Yes, I agree that the two cases are somewhat related. However, most TypeScript programmers are now familiar with the default being that the type for array[0] can be wrong, while the type for object.Field basically is always right, that's what threw me off.

Anyway, considering things how they're currently implemented: is the following usage of produce performant?

const [store, setStore] = createStore({ messages: [] })
setStore(produce(st => {
  st.messages[st.messages.length - 1] = newMessage
}))

Or is it more idiomatic to first use setStore to drill down further before applying produce ?

Is this the complete implementation of produce? If so, the above code seems to be equivalent to:

setStore(st => {
  st.messages[st.messages.length - 1] = newMessage
  return st
})

(I think producers.set wouldn't be executed on an update?), which seems very performant. But I assumed you are supposed to return a new array (but perhaps that's just an assumption from my old React days). Or is the drawback that this will produce too many unnecessary reactive updates?

otonashixav commented 1 month ago

Anyway, considering things how they're currently implemented: is the following usage of produce performant?

const [store, setStore] = createStore({ messages: [] })
setStore(produce(st => {
  st.messages[st.messages.length - 1] = newMessage
}))

That would be performant. If I'm not mistaken produce uses a proxy to capture mutations, then mutates the raw store object and triggers the appropriate signals.

Is this the complete implementation of produce? If so, the above code seems to be equivalent to:

setStore(st => {
  st.messages[st.messages.length - 1] = newMessage
  return st
})

Keep in mind the parameter from the callback form of setStore is immutable[^1], and the return value is, like the normal form, shallowly merged if it is a plain object.

In this specific case, I might do setStore("messages", st.messages.length - 1, newMessage). You can also append to the array in this way.

[^1]: It's no longer typed that way because applying recursive readonly was a headache. Especially because of self references, generics and classes (which had to not be made readonly, except you can't differentiate classes from objects).

(I think producers.set wouldn't be executed on an update?), which seems very performant.

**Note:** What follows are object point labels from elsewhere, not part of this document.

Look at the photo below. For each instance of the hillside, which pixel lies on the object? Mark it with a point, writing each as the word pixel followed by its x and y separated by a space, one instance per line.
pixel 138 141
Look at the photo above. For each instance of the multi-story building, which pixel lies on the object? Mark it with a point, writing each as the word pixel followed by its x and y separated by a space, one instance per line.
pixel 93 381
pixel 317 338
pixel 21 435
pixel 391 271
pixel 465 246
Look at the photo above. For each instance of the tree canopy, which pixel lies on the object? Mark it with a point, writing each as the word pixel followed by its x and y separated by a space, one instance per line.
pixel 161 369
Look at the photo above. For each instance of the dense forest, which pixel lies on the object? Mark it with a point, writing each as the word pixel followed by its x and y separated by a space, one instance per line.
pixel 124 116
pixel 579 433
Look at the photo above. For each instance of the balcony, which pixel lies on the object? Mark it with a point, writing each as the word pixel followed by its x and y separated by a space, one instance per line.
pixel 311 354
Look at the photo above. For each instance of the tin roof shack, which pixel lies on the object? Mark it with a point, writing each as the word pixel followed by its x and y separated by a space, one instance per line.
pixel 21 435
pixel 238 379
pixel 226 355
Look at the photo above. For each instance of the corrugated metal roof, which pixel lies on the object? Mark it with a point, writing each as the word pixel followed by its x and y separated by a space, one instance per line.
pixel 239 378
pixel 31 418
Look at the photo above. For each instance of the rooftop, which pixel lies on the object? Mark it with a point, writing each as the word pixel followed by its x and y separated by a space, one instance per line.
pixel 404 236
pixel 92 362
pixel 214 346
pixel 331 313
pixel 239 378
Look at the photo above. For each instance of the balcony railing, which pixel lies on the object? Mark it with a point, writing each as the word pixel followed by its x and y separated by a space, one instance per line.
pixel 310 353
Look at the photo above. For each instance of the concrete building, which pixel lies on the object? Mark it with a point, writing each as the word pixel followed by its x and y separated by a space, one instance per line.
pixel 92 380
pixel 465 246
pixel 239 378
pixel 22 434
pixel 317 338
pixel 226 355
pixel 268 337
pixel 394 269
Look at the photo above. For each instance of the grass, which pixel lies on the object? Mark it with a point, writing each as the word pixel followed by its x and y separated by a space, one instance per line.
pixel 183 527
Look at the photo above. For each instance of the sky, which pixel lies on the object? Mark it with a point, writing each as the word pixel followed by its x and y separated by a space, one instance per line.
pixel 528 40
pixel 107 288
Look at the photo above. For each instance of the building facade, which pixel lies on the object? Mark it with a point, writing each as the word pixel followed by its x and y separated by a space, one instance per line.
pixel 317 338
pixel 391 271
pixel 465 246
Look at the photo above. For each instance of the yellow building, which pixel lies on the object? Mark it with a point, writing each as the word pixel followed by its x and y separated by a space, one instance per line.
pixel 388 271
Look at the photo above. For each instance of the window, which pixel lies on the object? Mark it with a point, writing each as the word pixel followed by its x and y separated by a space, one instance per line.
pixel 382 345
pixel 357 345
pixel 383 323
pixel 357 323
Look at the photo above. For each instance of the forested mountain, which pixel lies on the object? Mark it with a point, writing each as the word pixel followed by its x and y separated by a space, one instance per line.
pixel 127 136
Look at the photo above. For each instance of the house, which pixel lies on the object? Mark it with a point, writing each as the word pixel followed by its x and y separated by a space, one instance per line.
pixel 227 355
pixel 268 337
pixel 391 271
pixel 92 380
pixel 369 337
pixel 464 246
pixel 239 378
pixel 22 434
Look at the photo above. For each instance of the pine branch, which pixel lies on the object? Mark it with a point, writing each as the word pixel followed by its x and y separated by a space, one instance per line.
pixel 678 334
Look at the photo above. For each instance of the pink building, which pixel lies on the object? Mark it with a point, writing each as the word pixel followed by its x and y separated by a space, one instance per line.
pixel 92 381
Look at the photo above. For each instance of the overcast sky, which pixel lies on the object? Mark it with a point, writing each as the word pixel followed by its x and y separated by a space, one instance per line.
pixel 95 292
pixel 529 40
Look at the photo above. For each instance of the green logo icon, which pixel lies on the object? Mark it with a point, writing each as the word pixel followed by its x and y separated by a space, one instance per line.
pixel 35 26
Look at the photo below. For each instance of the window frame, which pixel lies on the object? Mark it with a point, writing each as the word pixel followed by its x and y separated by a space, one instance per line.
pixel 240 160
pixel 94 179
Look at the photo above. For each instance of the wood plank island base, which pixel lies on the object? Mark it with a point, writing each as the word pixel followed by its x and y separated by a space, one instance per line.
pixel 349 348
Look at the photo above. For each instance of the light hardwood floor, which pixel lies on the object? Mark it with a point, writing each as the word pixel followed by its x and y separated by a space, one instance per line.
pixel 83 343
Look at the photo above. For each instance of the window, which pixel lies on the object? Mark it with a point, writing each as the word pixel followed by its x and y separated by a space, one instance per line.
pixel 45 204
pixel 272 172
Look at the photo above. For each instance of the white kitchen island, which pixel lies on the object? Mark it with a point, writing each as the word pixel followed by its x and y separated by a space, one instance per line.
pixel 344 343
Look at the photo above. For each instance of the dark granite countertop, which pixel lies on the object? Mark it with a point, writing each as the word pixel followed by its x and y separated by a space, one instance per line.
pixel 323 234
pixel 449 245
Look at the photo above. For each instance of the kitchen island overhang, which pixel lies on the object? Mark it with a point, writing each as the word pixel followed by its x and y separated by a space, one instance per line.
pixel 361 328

If I'm reading it right, producers.set is called the first time you use produce on a particular store or part of a store, then cached until the store is gc'd. In any case neither it nor the creation of a proxy should be a concern for performance imo. If performance was a problem, I'd suggest manually creating a data structure with signals where necessary rather than using stores which turn everything into a signal, but this shouldn't be something to worry about till you have absolutely gargantuan amounts of data.

But I assumed you are supposed to return a new array (but perhaps that's just an assumption from my old React days). Or is the drawback that this will produce too many unnecessary reactive updates?

produce is designed for mutation. The normal setter function callback is where you want to use immutable operations. I don't know how it works exactly so I don't know if a new array would result in unnecessary updates, but usually I try to apply updates as far down as possible.